Labour MP says people shut out of mainstream credit are 'sitting ducks' for firms that charge more than 2,500% APR, writes Peter Walker in the Guardian
The government faces fresh pressure to introduce a cap on the interest rates payable on short-term "payday" loans targeted at poorer consumers, after a cross-party group of MPs – including David Miliband – signed up in support of a motion demanding action.
The Commons backbench business committee will today discuss a motion put forward by two MPs – one Labour and one Tory – calling for new regulation in the home credit market, which according to some estimates has grown fourfold in the past two years as mainstream lenders such as banks restrict consumer lending.
One study found that 1.2 million Britons each year tide themselves over with temporary payday loans, which can charge more than 2,500% APR. The motion could be debated by the full Commons early next month. A vote in favour of action, while not binding, would put huge pressure on the government to cap lending costs in an area of credit that campaigners say traps the poor in a cycle of debt.
Stella Creasy, the Labour MP proposing the motion with the Conservatives' Justin Tomlinson, said she had met one person in her east London constituency with nine separate loans outstanding from the same short-term credit company. She said: "People who are shut out of mainstream credit are sitting ducks for these companies. There are so few of them dominating the market that there's no proper competition."
A number of other countries, including Canada and many parts of the US, impose maximum repayments for loans, but this is not the case in the UK. Creasy said: "One of the reasons these companies are expanding so fast here is that we're one of the few unregulated markets left."
The UK's short-term lenders, including the market leader Provident and the fast-expanding newcomer Wonga.com (whose logo is disgracefully splayed on Blackpool’s shirts, pictured), insist they are responsible and transparent about interest and fees.

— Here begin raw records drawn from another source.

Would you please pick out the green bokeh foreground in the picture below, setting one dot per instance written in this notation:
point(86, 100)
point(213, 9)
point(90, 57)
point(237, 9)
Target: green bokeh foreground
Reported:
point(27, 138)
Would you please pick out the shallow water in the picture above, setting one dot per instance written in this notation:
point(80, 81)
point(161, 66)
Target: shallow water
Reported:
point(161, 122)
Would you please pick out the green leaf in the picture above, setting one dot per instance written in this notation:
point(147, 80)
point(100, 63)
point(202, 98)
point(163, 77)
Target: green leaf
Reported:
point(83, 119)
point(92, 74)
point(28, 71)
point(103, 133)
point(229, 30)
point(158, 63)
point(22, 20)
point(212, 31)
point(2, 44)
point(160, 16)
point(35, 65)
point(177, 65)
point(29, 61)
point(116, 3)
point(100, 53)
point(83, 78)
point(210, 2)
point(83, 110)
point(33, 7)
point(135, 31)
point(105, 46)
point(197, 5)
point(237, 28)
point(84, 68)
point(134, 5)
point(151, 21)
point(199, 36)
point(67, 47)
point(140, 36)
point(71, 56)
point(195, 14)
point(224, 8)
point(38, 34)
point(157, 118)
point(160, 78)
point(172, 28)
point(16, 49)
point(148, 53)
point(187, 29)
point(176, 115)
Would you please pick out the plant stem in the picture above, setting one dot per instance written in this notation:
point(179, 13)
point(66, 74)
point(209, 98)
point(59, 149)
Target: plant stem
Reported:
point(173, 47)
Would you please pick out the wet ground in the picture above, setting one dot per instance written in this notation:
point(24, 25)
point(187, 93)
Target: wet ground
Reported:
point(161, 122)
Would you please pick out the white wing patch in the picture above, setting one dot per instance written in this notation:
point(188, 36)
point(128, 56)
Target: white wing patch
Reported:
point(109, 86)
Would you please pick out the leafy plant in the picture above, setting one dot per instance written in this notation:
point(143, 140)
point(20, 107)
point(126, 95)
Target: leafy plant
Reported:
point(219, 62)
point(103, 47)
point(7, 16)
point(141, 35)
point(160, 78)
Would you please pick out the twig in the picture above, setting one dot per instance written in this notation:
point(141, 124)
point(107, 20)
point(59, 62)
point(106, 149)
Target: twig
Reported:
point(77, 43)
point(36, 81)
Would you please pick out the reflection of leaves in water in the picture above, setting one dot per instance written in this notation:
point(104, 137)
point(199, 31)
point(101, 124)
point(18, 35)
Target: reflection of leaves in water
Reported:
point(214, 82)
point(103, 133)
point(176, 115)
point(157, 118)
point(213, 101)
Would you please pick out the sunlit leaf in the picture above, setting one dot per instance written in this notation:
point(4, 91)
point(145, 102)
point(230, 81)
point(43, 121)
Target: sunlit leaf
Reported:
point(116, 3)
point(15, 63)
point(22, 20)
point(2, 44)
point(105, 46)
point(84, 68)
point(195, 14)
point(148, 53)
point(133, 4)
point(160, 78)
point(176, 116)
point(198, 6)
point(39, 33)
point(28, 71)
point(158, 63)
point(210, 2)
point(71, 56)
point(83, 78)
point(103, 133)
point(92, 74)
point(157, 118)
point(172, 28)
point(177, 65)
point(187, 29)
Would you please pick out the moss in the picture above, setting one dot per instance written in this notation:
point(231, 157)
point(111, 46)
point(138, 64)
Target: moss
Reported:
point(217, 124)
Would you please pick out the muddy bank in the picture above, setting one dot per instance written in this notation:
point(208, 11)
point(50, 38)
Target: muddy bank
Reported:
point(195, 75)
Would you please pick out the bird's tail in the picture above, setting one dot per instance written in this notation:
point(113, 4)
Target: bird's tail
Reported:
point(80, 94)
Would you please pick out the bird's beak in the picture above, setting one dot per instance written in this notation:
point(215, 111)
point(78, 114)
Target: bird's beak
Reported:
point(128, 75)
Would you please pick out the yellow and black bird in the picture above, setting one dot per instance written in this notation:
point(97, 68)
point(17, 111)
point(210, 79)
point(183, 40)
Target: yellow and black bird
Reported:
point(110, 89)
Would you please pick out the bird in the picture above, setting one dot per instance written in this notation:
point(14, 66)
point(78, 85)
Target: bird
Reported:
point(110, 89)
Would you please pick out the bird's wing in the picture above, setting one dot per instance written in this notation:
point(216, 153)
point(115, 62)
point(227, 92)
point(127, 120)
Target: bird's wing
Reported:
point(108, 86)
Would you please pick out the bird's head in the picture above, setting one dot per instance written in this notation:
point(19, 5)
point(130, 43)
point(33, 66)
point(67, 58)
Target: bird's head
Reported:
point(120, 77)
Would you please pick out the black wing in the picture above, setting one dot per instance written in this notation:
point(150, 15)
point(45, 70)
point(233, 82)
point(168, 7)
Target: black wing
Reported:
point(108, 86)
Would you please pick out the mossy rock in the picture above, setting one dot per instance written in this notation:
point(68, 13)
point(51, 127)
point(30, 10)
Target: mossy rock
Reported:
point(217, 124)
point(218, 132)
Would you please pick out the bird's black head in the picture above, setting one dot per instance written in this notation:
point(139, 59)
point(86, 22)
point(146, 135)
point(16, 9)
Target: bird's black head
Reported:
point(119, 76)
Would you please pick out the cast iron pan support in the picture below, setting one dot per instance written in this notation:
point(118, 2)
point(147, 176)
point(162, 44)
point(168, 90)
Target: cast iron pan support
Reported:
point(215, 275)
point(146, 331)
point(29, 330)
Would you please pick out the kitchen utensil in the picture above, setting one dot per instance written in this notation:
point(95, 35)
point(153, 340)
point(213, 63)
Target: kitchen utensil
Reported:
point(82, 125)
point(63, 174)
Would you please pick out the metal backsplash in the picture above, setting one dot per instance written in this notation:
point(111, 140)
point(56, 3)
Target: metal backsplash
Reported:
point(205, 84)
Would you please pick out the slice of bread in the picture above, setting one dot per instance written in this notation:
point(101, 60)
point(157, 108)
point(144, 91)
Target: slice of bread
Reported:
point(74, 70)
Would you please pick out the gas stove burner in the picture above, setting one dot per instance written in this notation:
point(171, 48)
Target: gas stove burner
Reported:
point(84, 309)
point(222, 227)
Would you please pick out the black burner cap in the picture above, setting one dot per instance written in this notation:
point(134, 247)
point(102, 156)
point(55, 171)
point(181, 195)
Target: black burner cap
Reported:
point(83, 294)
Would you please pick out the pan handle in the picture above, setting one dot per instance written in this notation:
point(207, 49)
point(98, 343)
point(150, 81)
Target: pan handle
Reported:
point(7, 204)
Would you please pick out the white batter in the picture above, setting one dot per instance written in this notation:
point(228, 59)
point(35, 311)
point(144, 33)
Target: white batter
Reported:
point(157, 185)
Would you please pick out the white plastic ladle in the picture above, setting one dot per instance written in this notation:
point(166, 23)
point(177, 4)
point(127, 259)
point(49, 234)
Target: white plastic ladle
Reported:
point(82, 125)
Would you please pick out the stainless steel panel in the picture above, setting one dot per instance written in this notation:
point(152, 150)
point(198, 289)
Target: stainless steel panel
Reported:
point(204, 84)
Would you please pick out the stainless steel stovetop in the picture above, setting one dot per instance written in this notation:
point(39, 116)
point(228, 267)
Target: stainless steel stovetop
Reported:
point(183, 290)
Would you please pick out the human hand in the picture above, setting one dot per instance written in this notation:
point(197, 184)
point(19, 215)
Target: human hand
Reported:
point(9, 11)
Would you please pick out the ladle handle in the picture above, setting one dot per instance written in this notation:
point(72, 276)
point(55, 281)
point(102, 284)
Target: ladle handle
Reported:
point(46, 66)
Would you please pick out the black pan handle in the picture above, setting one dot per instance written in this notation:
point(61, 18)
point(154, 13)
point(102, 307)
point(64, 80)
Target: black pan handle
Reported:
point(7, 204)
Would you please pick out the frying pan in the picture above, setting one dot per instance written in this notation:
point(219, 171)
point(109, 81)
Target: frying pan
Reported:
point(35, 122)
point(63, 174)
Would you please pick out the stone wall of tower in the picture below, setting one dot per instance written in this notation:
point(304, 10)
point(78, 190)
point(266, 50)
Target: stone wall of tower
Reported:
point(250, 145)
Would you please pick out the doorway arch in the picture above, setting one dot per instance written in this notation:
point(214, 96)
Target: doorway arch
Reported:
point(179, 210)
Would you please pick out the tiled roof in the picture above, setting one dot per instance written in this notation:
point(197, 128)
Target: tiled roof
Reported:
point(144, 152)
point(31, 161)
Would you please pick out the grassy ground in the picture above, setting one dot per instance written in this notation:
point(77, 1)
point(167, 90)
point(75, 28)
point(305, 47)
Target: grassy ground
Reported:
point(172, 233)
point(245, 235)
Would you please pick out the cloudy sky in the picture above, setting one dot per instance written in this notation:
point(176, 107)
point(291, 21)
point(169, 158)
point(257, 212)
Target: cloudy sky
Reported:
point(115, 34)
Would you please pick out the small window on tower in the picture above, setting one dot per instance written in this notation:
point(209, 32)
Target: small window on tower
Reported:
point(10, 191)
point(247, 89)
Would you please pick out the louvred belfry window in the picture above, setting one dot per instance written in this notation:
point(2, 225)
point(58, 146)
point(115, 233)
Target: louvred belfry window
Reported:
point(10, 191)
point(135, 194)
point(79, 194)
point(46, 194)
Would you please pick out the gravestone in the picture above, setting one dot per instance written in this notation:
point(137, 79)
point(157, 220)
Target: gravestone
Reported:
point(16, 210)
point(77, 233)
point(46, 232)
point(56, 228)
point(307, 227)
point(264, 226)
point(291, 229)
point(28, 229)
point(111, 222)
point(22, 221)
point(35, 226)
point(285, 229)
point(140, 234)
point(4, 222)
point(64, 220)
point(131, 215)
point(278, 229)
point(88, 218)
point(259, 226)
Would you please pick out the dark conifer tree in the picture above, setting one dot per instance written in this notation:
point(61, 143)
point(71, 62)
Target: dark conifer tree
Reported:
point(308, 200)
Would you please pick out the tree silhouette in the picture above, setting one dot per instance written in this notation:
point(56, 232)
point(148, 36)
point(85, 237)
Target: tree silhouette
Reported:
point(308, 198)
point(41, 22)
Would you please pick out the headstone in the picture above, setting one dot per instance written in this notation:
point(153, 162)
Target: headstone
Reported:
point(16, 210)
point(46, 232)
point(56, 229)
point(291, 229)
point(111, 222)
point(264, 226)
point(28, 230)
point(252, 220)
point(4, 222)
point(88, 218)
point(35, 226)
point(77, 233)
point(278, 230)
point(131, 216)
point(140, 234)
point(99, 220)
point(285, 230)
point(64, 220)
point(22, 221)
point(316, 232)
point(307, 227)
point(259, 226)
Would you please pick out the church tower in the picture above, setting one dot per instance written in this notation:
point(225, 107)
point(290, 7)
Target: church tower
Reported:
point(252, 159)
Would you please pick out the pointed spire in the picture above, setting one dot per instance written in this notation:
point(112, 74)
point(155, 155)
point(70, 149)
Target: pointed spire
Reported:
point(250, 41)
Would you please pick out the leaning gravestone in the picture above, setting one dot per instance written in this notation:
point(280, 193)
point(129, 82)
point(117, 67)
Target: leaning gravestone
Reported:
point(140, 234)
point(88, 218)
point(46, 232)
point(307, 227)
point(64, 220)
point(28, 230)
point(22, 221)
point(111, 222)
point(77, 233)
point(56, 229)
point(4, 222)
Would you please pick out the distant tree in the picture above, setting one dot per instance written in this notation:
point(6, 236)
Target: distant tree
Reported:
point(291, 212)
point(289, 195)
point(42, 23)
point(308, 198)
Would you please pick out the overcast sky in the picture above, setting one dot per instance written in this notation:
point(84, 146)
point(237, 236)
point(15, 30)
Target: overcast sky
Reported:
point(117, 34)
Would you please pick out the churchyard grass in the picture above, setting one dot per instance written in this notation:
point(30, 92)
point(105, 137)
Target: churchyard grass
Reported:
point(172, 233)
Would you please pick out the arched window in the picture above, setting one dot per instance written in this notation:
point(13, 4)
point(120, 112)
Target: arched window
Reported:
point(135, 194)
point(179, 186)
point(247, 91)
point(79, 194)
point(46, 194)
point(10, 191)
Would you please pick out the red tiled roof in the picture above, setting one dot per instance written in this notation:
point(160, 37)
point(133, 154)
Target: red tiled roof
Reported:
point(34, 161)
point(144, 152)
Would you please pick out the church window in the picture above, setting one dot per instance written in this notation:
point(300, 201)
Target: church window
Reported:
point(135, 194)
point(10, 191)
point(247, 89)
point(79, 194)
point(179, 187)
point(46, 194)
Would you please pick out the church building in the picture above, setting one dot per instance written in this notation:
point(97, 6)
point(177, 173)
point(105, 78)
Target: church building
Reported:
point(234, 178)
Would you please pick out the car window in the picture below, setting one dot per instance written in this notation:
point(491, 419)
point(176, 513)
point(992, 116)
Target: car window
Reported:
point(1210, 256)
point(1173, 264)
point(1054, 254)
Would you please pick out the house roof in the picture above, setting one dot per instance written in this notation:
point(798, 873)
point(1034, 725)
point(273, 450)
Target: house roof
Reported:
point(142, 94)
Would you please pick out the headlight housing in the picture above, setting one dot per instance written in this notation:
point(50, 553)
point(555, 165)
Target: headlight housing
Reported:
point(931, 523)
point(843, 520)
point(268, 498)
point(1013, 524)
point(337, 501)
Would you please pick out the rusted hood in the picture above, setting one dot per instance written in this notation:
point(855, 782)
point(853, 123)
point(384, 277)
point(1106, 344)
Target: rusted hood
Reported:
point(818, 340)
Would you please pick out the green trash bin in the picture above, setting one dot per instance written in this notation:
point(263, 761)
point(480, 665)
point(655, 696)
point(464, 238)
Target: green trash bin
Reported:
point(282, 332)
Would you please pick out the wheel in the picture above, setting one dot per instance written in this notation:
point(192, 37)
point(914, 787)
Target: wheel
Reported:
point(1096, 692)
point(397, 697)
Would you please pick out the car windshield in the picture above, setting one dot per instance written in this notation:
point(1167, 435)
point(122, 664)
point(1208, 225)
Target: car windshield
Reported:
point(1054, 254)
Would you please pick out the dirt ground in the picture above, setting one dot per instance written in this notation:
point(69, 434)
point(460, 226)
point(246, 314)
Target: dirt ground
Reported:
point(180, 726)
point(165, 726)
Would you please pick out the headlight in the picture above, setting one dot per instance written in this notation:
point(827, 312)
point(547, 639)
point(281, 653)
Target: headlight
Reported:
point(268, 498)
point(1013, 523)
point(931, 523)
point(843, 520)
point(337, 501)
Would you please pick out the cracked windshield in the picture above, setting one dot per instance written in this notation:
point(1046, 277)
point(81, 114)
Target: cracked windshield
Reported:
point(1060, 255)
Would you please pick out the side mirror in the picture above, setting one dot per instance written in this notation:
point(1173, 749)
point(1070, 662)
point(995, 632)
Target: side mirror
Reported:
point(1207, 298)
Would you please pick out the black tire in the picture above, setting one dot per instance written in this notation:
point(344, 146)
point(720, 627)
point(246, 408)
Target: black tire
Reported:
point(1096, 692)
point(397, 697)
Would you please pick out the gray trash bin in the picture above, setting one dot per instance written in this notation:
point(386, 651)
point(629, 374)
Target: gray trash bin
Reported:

APR levels – which must be declared by law – can reach close to 3,000%, but they argue that such an annualised figure is meaningless for loans repaid within days or a couple of weeks.
Last year an opinion poll by the campaign group Compass suggested that almost seven in 10 people wanted a government-imposed interest cap. Several debt support charities support such a move, but others argue that it could restrict credit to some people, driving them to use criminal loan sharks.
Last year the Office of Fair Trading, which regulates consumer credit, submitted a review of so-called high cost credit to the government which also came out against price controls. This is now being considered by the Department for Business, Innovation and Skills.